In some respects, it’s a clear step up from the previous Mario games. It retains the basic elements that made Mario fun while also adding lots of new content. It has much better graphics, a new overworld map, new environments, new enemies, new power-ups, and so on. In terms of sheer amount of content, Super Mario Bros 3 eclipses the original Super Mario Bros. But is it actually a better game?
The thing that made the original Super Mario Bros such a fun and replayable game was its elegant simplicity and its straightforward, easy to pick up and play nature. It started off very simple, and gradually added more and more elements in order to give the player a consistently engaging and gradually more challenging experience.
This is unfortunately not the case with Super Mario Bros 3. A lot of the new additions feel like innovations for the sole sake of innovation without a clear indication of how it makes the game better. It lacks the elegant simplicity of the original, and instead focuses a lot more on various gimmicks.
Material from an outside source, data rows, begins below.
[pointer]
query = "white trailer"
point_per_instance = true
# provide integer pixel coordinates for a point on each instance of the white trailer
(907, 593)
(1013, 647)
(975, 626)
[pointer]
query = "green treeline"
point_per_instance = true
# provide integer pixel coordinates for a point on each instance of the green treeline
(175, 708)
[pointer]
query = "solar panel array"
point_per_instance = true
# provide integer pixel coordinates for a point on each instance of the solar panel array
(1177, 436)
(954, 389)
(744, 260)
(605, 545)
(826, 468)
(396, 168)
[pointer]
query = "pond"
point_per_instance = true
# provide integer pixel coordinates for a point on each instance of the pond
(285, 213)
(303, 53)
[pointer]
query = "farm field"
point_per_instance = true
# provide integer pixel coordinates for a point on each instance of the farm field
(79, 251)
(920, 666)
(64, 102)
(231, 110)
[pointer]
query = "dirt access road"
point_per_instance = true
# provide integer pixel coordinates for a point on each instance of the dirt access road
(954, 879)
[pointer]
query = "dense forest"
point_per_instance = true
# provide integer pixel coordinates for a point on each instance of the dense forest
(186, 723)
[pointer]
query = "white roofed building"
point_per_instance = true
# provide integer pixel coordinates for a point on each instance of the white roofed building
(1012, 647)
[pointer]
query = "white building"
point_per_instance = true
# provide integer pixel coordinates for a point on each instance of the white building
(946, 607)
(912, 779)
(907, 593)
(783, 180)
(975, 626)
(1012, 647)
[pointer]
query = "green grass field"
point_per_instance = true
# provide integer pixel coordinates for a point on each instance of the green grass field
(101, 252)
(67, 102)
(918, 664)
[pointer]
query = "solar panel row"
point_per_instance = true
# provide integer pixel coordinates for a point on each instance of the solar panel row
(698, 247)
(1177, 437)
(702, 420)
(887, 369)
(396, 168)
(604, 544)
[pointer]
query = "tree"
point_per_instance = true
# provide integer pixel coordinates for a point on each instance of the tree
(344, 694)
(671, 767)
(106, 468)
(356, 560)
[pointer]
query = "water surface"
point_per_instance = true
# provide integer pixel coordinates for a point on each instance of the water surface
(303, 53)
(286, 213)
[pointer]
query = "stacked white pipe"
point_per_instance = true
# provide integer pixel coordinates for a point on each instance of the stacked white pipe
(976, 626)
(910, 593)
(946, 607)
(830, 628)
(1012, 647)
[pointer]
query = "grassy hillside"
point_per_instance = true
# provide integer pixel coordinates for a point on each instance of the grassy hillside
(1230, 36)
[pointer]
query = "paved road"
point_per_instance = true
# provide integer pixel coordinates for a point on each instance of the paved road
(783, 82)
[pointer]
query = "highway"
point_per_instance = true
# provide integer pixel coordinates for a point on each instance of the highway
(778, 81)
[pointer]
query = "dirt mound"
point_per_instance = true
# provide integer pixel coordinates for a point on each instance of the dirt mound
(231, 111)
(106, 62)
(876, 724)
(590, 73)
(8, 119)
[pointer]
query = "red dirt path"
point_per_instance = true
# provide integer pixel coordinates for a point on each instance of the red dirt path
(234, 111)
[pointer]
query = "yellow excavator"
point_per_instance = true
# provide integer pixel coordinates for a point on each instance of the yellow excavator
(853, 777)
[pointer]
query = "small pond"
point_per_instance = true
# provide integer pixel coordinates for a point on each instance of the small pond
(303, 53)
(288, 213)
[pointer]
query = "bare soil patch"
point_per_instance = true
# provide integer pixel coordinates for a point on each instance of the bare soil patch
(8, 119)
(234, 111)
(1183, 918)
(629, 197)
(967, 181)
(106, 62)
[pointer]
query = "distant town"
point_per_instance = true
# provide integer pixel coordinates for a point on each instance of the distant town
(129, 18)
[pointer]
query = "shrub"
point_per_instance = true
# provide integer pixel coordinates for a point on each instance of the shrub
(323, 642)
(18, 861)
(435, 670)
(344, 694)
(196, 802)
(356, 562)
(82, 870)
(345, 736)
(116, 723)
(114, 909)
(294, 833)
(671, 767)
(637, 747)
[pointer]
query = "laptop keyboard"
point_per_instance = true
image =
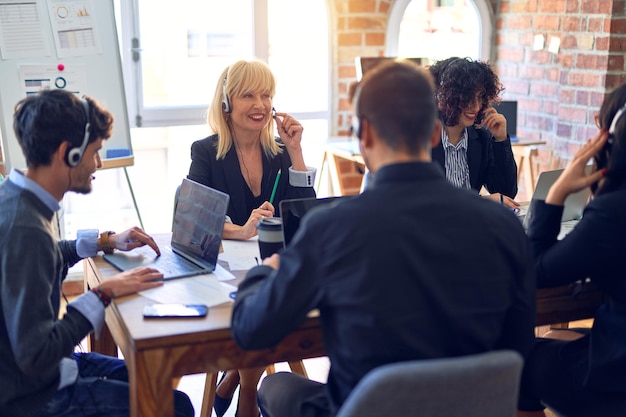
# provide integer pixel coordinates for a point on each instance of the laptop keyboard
(170, 264)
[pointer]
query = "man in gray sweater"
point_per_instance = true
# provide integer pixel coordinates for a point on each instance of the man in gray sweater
(40, 374)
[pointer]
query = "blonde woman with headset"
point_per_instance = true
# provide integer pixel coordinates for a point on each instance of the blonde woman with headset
(245, 159)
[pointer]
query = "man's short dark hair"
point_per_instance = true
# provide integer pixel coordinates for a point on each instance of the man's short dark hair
(43, 121)
(397, 99)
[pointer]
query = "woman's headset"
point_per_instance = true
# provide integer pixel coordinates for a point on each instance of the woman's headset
(225, 102)
(74, 155)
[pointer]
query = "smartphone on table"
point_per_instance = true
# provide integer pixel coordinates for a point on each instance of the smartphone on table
(174, 310)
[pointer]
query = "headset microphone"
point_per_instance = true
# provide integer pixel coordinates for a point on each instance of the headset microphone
(225, 102)
(74, 155)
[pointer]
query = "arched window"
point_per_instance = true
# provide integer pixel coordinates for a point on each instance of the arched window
(438, 29)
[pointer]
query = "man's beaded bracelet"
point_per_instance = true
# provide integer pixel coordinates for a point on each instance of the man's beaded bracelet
(103, 242)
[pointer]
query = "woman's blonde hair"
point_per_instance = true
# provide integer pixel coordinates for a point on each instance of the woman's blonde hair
(238, 79)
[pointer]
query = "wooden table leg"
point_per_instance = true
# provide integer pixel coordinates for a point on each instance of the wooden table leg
(104, 344)
(209, 394)
(150, 385)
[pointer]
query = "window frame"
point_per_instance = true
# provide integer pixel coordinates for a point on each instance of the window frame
(141, 116)
(487, 24)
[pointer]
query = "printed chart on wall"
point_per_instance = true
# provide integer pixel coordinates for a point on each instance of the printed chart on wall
(61, 44)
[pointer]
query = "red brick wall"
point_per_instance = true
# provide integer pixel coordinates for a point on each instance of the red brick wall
(559, 93)
(360, 27)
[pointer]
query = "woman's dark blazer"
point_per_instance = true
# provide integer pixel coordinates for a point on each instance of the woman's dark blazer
(491, 164)
(225, 175)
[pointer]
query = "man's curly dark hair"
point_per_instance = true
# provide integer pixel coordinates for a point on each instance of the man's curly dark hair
(458, 80)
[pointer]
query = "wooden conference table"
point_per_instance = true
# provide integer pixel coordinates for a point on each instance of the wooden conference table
(158, 351)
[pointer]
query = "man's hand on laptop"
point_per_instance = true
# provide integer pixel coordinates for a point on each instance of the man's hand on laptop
(133, 238)
(132, 281)
(504, 200)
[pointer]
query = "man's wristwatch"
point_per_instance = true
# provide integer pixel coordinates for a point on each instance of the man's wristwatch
(103, 242)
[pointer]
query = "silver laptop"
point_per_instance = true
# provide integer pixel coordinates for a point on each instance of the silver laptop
(574, 203)
(196, 237)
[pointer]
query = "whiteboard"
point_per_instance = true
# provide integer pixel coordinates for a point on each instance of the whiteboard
(62, 44)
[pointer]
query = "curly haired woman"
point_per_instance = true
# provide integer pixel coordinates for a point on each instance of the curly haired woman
(475, 149)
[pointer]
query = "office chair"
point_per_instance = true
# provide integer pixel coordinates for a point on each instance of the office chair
(481, 385)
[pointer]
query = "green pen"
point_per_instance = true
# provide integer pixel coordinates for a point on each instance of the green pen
(275, 187)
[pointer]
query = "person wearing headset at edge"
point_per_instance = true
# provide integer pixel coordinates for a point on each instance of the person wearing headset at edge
(242, 158)
(583, 373)
(40, 372)
(334, 261)
(475, 149)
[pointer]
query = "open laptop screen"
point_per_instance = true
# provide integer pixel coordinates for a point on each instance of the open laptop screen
(199, 221)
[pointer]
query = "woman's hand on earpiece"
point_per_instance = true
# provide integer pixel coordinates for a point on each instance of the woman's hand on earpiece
(574, 177)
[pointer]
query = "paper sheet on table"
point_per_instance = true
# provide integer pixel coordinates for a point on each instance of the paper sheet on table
(222, 274)
(200, 289)
(241, 255)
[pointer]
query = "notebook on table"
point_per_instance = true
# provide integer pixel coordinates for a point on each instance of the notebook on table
(572, 208)
(196, 236)
(293, 210)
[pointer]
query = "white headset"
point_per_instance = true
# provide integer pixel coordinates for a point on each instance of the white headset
(74, 155)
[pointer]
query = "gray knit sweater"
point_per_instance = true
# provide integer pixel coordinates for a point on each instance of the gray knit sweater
(33, 340)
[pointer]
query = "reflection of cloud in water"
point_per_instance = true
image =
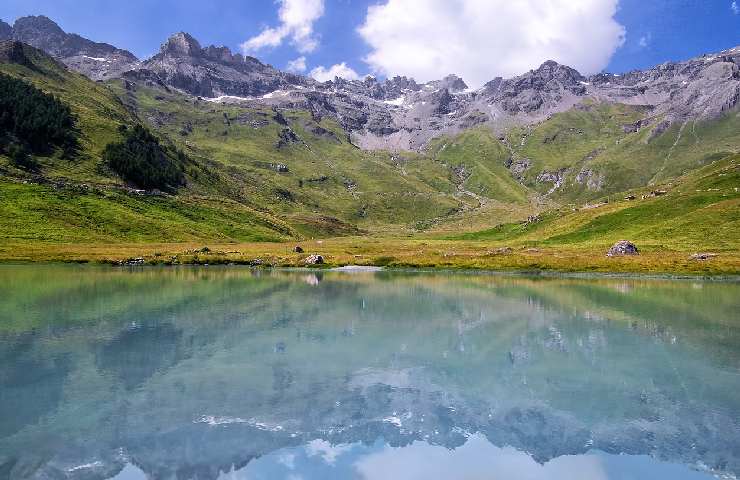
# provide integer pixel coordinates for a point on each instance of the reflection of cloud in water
(476, 459)
(326, 450)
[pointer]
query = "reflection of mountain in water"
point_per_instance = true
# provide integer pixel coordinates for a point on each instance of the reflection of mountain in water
(195, 372)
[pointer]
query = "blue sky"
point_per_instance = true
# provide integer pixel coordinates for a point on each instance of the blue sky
(490, 38)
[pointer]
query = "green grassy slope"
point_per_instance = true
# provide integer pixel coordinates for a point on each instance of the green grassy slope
(256, 174)
(700, 211)
(590, 140)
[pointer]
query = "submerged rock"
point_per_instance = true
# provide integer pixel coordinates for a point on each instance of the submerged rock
(703, 256)
(622, 248)
(314, 260)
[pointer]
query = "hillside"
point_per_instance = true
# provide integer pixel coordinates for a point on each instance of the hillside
(275, 167)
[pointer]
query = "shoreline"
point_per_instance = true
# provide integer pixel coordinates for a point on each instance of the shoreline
(393, 254)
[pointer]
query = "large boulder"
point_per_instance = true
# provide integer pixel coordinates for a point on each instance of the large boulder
(314, 260)
(622, 248)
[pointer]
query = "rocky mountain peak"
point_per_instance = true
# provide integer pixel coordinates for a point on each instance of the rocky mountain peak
(182, 45)
(6, 31)
(451, 82)
(41, 32)
(222, 54)
(553, 70)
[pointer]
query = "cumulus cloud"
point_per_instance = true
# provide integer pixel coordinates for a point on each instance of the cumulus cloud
(482, 39)
(340, 70)
(296, 22)
(297, 66)
(646, 40)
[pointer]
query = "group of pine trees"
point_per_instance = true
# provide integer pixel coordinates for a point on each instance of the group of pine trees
(33, 123)
(140, 159)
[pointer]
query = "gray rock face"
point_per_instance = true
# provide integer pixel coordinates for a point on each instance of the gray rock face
(6, 31)
(215, 72)
(99, 61)
(623, 248)
(314, 260)
(399, 113)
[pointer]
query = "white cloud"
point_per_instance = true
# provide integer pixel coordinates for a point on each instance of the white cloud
(645, 40)
(340, 70)
(296, 22)
(297, 66)
(482, 39)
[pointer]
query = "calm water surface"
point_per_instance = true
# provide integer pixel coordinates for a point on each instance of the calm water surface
(229, 373)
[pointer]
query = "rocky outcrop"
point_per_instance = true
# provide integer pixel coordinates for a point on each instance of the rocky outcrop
(99, 61)
(214, 71)
(623, 248)
(314, 260)
(6, 31)
(399, 113)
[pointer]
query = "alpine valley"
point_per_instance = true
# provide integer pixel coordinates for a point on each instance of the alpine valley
(239, 162)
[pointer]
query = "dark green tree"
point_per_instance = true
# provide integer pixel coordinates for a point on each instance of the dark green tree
(141, 160)
(33, 122)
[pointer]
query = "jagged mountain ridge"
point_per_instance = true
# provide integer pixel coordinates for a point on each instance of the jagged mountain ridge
(399, 113)
(99, 61)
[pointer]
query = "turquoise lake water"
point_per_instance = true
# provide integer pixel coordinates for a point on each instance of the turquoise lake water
(232, 373)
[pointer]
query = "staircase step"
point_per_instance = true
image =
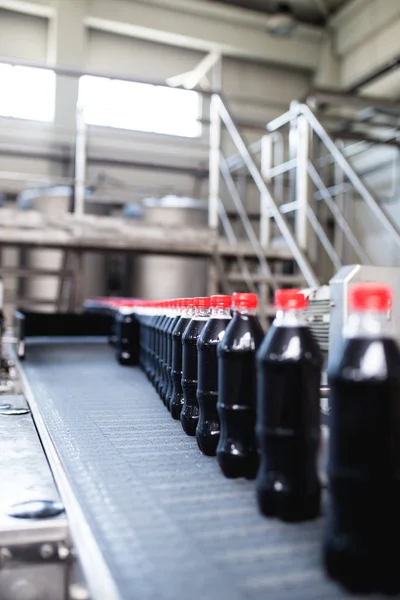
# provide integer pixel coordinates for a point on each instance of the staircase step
(294, 280)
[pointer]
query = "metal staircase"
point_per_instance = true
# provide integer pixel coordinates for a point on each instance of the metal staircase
(300, 212)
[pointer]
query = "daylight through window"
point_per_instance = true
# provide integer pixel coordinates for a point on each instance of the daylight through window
(140, 107)
(27, 93)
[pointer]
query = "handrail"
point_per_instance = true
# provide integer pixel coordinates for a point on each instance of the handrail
(300, 258)
(337, 213)
(341, 160)
(246, 221)
(233, 241)
(323, 238)
(350, 173)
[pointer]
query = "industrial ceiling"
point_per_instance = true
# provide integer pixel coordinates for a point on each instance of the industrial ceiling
(315, 12)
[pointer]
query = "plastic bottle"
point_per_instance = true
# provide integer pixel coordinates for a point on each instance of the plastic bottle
(158, 328)
(169, 317)
(176, 315)
(237, 452)
(127, 336)
(363, 523)
(207, 430)
(152, 333)
(289, 364)
(176, 400)
(190, 408)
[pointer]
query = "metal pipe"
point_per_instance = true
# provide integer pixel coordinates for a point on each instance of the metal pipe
(339, 98)
(339, 218)
(280, 121)
(215, 146)
(232, 239)
(236, 162)
(80, 163)
(302, 187)
(282, 168)
(351, 175)
(323, 238)
(266, 164)
(279, 156)
(298, 255)
(230, 184)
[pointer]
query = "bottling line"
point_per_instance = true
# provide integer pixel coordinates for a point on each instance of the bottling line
(104, 495)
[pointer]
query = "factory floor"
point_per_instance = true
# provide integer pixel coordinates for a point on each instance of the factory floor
(161, 516)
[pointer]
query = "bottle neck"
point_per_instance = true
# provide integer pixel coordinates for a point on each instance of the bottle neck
(245, 312)
(220, 313)
(201, 313)
(367, 324)
(290, 318)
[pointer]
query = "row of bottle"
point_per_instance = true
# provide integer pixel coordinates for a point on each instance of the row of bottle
(203, 362)
(254, 402)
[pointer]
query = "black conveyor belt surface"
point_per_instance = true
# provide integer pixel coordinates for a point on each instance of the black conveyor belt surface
(169, 525)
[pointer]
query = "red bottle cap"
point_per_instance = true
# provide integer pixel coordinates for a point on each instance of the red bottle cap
(290, 300)
(188, 302)
(375, 297)
(220, 301)
(202, 302)
(246, 301)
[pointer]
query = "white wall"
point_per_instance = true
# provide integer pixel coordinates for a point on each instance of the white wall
(259, 93)
(367, 36)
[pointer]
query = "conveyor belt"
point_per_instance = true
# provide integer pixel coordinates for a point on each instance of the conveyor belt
(168, 524)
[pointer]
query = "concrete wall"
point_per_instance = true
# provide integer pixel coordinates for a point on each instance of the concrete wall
(366, 37)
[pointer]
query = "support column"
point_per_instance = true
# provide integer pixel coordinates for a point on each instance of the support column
(266, 164)
(302, 181)
(67, 38)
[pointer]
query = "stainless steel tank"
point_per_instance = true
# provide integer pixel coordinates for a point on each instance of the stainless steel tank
(156, 276)
(41, 292)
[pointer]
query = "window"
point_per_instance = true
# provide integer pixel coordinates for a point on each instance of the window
(27, 93)
(139, 106)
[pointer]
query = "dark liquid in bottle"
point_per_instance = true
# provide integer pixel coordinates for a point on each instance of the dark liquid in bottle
(237, 451)
(288, 424)
(207, 430)
(127, 337)
(190, 408)
(168, 361)
(176, 400)
(363, 524)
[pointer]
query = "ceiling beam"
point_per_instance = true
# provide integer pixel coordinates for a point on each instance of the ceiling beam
(176, 23)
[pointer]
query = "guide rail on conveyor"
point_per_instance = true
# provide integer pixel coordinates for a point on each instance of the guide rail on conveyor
(151, 517)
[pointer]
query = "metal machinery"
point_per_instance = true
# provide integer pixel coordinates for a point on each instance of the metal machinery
(147, 516)
(328, 306)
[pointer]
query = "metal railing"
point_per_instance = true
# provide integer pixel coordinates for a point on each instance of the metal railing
(220, 165)
(291, 167)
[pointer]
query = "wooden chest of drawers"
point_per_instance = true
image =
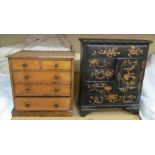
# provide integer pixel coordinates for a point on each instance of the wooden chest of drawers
(112, 74)
(42, 83)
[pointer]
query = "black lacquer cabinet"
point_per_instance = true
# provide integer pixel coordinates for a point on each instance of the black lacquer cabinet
(111, 74)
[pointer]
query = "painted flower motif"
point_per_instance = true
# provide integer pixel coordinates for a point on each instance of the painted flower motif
(112, 98)
(134, 51)
(111, 52)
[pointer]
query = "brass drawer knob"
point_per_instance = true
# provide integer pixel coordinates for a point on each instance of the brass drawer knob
(27, 104)
(24, 65)
(56, 77)
(27, 89)
(56, 105)
(56, 65)
(56, 90)
(26, 77)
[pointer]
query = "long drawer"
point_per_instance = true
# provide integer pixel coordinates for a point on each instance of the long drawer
(36, 103)
(100, 74)
(42, 89)
(111, 98)
(113, 51)
(40, 64)
(25, 64)
(41, 77)
(56, 64)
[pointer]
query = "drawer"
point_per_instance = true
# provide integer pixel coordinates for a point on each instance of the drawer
(100, 74)
(99, 87)
(56, 64)
(100, 63)
(111, 98)
(41, 77)
(25, 64)
(33, 103)
(42, 90)
(114, 50)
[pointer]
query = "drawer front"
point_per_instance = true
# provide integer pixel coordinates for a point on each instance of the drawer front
(99, 87)
(100, 63)
(112, 51)
(25, 64)
(100, 75)
(42, 90)
(51, 64)
(111, 98)
(129, 74)
(42, 103)
(41, 77)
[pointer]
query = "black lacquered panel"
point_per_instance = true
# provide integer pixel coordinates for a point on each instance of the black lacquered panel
(99, 87)
(111, 98)
(100, 63)
(100, 74)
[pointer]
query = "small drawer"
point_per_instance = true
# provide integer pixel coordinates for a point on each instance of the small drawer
(100, 63)
(41, 77)
(111, 98)
(42, 103)
(42, 90)
(100, 75)
(52, 64)
(116, 51)
(25, 64)
(99, 87)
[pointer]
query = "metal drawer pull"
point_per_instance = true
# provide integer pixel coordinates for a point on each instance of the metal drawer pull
(56, 65)
(26, 77)
(56, 90)
(56, 77)
(27, 88)
(27, 104)
(24, 65)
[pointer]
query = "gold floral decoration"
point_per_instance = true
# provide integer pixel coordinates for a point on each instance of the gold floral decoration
(112, 98)
(111, 52)
(96, 63)
(102, 74)
(96, 99)
(99, 87)
(134, 51)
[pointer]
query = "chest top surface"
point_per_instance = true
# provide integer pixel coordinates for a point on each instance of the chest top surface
(42, 54)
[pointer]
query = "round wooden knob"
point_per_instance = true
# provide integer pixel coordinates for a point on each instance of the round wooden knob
(24, 65)
(27, 104)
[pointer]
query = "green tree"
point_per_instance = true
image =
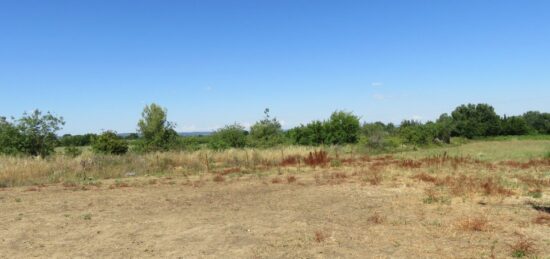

Each world has its own unique aesthetic, but also its own unique gimmick, which generally never showed up before that world, and will not show up again once that world is completed. This wouldn’t be too big of an issue, except that the gimmicks tend to range from silly, to pointless, to outright frustrating. In particular, the levels where the camera is constantly shifting around outside of the players control are just irritating, and provide challenges based less on skill than on trial and error.
It has the same basic elements that made the other Mario games good, and its overall design is fine, particularly for NES standards. But for all its technical accomplishments and new features, Super Mario Bros 3 just wasn’t as much fun to play as Super Mario Bros 1 and 2, at least for me. It is by no means a bad game, and there is certainly some fun to be had. But as far as I’m concerned, it’s certainly not the best Mario game, nor the best NES game.